Schröder pointed out that Kirillov’s role as a propagandist could have drawn the attention of the Ukrainian intelligence services. Kirillov, otherwise, would have been of little interest to Ukraine’s intelligence services as he did not command troops operationally and was not responsible for deploying units or weapon systems, Schröder added.
‘An act of sabotage’
Oleksiy Melnyk, who runs foreign policy and international security programs at the Razumkov Center in Kyiv, said the assassination should not be treated as a terror attack.
“When two states are at war, and an active serviceman of the opposing force is eliminated, it should be classified as an act of sabotage,” Melnik said.
There are other potential suspects for the blast beyond the SBU.
Melnik and Schröder said a corporate or interagency conflict could be behind Kirillov’s killing. Schröder said Kirillov’s assassination might also be seen in the context of the purges in Russia’s Ministry of Defense (MoD) that started after Putin dismissed the former minister of defense, Sergei Shoigu, last May.
“One can certainly imagine resource conflicts, where one group conspires against another,” Schröder said.”However, so far, we actually know very little about violent clashes between rival criminal groups within the Ministry of Defense.”
Will it impact the war in Ukraine?
So far, experts don’t expect the killing of General Igor Kirillov to have any impact on the course of the war in Ukraine.

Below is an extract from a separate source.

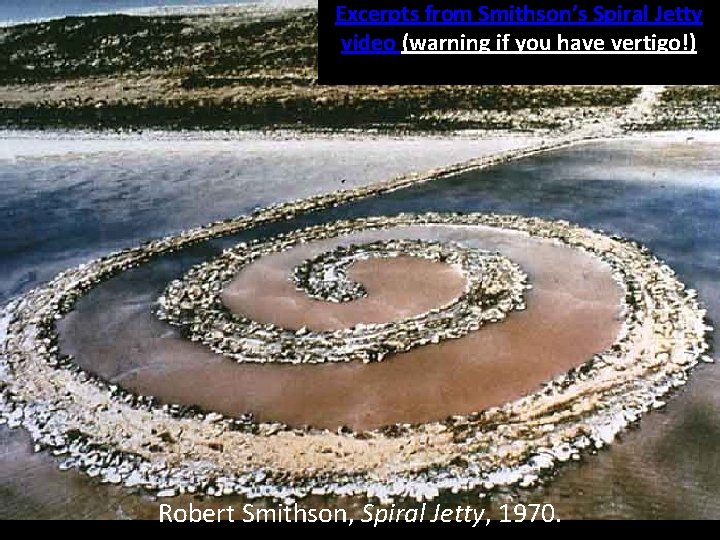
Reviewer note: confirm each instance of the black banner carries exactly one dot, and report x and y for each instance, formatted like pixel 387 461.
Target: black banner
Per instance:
pixel 532 42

Even though Ukraine was prosecuting him for ordering the use of chemical weapons against Ukrainian troops, in his position, Kirillov “was not operationally responsible, but only for possibly providing the chemical weapons,” Hans-Henning Schroeder says.
Furthermore, no one in the Russian military or political establishment has announced a retaliation operation for Kirillov’s death.
On Wednesday, Zakharova, the Russian Foreign Ministry spokeswoman, only promised to raise this issue during a UN Security Council meeting on Friday. Russia had already requested this meeting before Kirillov’s assassination, and it will focus on the supply of Western weapons to Ukraine.